Privacy isn't about hiding things, it's about control and participation in information processing, interpretation, and usage.

Privacy is a plurality of related issues.

Unrestrained collection of data without relevant reference points can lead to errors of aggregation. Let's take a relatively harmless example: you purchase a book on cancer and several hours later complete the purchase of a wig. The assumption would be that you have cancer and will undergo treatment for it. If this is true (and there are other, equally valid interpretations), perhaps you don't mind sharing the information - but you'd certainly want to control how and when and to whom you reveal this information. And if it's not true, why should you have to deal with the misinterpretation of the data and the consequences of that misinterpretation? Perhaps you are studying the role of a cancer patient, perhaps you are purchasing the items for a friend. Perhaps you merely have an interest in the disease, and the wig is for a party. Perhaps they are each gifts for different people. Or any of a number of other equally probable scenarios. Now, consider some actions that are equally as innocent but with far more sinister misinterpretations.

Yeah. You see. This isn't about hiding things, it's about controlling what is shared and when and how and with whom so that ambiguities and misinterpretations are less likely.

When the government collects random data, lots of random data, with no context and no framing for the data, it's even easier to misinterpret it according to the paranoia of the interpreters. This is compounded when the government does so with its citizens without allowing the citizenry to access and correct errors, without the citizenry even being aware the data is being collected. This is a structural problem that leads to an imbalance of power, where the power should be in the control of the republic, it is concentrated in the hands of those who may have a bested interested in twisting that data as negatively as possible, if only to secure their jobs. Truth becomes irrelevant in the overwhelming face of misinterpreted and misrepresented data.

This leads to data exploitation and distortion.

Without limits or controls on data collection, to what secondary uses will this data be put?
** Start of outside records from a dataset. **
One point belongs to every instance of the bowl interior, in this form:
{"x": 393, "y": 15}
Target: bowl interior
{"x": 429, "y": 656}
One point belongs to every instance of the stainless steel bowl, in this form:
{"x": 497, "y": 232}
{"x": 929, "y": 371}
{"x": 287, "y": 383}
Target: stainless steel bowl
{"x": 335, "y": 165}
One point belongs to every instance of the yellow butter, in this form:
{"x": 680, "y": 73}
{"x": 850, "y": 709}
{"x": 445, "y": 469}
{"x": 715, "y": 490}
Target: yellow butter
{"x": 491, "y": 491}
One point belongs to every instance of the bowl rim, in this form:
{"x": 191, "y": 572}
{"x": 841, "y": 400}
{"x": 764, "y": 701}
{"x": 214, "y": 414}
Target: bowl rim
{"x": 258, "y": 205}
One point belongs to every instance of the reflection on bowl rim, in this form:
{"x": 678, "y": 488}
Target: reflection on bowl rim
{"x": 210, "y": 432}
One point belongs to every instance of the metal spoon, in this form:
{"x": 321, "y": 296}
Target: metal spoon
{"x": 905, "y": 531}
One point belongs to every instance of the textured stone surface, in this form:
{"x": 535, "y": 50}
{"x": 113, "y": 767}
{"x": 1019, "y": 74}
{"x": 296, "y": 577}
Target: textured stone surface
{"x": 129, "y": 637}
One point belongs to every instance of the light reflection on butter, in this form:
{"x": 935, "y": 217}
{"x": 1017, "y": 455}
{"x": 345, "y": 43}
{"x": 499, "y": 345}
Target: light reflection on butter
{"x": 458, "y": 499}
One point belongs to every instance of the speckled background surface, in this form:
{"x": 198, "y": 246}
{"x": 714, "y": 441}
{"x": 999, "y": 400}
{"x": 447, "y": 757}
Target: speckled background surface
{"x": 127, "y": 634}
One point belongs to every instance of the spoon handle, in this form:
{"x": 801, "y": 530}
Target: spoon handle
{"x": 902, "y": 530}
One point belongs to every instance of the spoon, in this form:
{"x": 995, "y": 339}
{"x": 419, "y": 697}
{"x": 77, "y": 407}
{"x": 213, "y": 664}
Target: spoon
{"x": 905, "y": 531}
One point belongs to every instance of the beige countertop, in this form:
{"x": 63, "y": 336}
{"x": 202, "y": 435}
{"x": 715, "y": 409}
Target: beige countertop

How long will it be stored? Who gets access to it? Who makes sure the data remains uncorrupted? Who makes sure the data is correct and free of errors? This is a huge issue in identity theft.

And in the case of errors and distortion - data can never reflect the entirety of a person. Because it must be stored in standardized formats, many details, relevant details, often get left out. Data collection is reductive in nature, and in the reduction, it becomes distorted. With distortion, errors creep in. It's worse than playing The Rumor Game. Let's use another harmless example. Suppose you buy a couple of books on the manufacture of methamphetamine. Without any further data, this can be interpreted in several ways - and government officials, fed on a diet of terrorists and conspiracies and paranoia for so long, will most likely choose the one that leads them to believe you are building a meth lab. The truth might actually be that you are a member of a neighborhood watch program and you wanted hard facts to bring to a watch meeting, or perhaps you were asked to teach neighbors what to look for. Or perhaps you are writing a novel or a poem. Or perhaps they are a gift for a friend in medical school. Or you're wanting to win a particularly tough trivia game. Or maybe, you just like knowing things.

In all of those scenarios, you don't have anything to hide. At least, you don't have anything to hide if our government truly had our best interests at heart. But the government's hopped up on paranoia and righteousness. Filled with the spirit of "Gov knows best" and unwilling to admit a mistake, and suddenly, your innocent purchase places you in a world of hurt.

Those who support the "nothing to hide" argument is a form of denial. It views privacy in a very narrow, troublingly particular, deeply partial way. It looks for a "dead bodies" type of harm, demanding that privacy is only invaded if something deeply embarrassing or discrediting is revealed, particularly if that information is taken out of context, as it so often is. If the standard way to recognize a privacy invasion is only through a blood and dead bodies way, then the true problems of privacy invasion won't be recognized, are indeed denied.

Privacy is rarely lost in one egregious swoop. It is threatened in bits and bytes, a slow accretion of a series of minor revelations, where a small error or a false assumption creeps in and skews everything that follows and even shadows earlier bits of a data, until suddenly, someone with "nothing to hide" is denied the right to fly, denied loans, is appearing on watch lists, is under deeper surveillance, their accounts frozen, and suddenly their lives, their "nothing to hide" lives are shattered. The trauma and expense of finding and correcting that little error, that small misinterpretation, can last years. And if the wrong sort of person accesses that huge database of information, you could be the victim of identity theft and all the problems that entails. We all know just how unsecure those data banks are, they are always getting hacked into or some disgruntled former employee is releasing the information or some employee is selling it to get rich. What if a stalker gains access to that data? Safety, sanity, health, and wealth are all compromised when we narrow our debate on privacy to just "nothing to hide".

It truly isn't about "nothing to hide" and all about personal safety. Perhaps our government doesn't want to hurt us. That doesn't mean we can't be hurt inadvertently, by carelessness or individual, rather than governmental, intent.

The "nothing to hide" argument, in the end, is a harmful, short-sighted, smug one that fails abysmally to address the full depth and breadth of privacy concerns.